Two Yellow-billed Cuckoos

Early this morning, not long after sunrise, the drooping, dark-green leaves on a low-hanging branch of a persimmon tree rustled and out came a sleek brown head, bright eye and long, down-curved yellow bill, and a creamy white throat and neck and breast – a Yellow-billed Cuckoo. In its bill it held a very big fat dark caterpillar, which it slowly ate.

The Cuckoo was only a few feet away from where I stood on the side of a road, and almost at eye level, and it stayed in view, moving around, so close I could see it unusually well  – the dark top of the yellow bill, the pale yellow ring around the dark eye, the soft suede-brown color of the plumage on the back and head, with deep-reddish tinges in the wings, and the long startling tail with big white spots against black, on the under side.

I watched for two or three minutes as it ate the caterpillar and searched the branches and leaves for more, before realizing that there was also a second Yellow-billed Cuckoo in the same tree. For a couple of minutes both were in full view, though just inside the branches of the persimmon tree – which is heavy with fruit – and shaded by its leaves. Both were quiet.

On several days earlier in August I’ve heard the dry, exotic call of a Yellow-billed Cuckoo from somewhere deep in the woods, but this is the first time this year I’ve seen one – and to see them so close and so clear was memorable. Especially that first surprising view as it emerged from the leaves.

The dramatic call of a Yellow-billed Cuckoo is one of the most characteristic sounds of a southern woodland in summer, though the birds are secretive and not often seen, and their presence to me is a vivid example of the diversity of wildlife that still depends on these struggling second-growth woodlands for habitat.

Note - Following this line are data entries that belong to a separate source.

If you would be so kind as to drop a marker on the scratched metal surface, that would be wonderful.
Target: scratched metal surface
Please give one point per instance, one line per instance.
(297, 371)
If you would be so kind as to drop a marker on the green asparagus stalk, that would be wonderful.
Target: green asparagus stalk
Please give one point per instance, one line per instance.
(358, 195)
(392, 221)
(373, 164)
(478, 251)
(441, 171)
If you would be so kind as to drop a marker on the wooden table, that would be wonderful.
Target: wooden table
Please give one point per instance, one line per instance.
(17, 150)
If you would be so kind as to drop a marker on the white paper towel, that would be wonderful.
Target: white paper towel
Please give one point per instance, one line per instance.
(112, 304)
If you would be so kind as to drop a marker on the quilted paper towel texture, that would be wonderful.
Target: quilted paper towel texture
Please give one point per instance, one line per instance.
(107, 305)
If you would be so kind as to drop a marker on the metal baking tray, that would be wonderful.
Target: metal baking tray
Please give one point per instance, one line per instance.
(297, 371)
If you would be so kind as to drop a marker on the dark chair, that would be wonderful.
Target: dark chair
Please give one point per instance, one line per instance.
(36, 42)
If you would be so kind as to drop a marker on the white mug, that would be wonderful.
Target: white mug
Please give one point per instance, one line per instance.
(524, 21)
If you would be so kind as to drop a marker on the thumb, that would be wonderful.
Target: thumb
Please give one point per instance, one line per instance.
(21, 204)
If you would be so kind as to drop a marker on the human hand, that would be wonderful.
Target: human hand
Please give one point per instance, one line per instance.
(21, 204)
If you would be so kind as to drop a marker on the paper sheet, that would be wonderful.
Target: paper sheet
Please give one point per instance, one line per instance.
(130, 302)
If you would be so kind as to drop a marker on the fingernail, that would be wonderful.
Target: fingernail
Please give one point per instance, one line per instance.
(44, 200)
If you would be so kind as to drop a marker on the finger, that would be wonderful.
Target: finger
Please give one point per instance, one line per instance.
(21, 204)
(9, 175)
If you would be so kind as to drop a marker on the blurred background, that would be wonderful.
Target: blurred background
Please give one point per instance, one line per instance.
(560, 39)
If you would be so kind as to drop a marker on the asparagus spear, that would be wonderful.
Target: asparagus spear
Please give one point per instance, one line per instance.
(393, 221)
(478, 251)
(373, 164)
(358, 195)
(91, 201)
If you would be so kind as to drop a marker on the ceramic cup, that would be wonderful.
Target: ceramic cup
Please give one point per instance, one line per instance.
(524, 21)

It’s also encouraging that they still can be found here, because unfortunately, populations of Yellow-billed Cuckoos are declining rapidly,* most likely because of fragmentation and loss of the habitat they prefer – open woodlands near creeks or rivers, with clearings and low, dense shrubs and other vegetation. This kind of habitat here is steadily disappearing in the path of urban and suburban development.

*Janice M. Hughes. 1999. Yellow-billed Cuckoo (Coccyzus americanus), The Birds of North America Online (A. Poole, Ed.) Ithaca: Cornell Lab of Ornithology.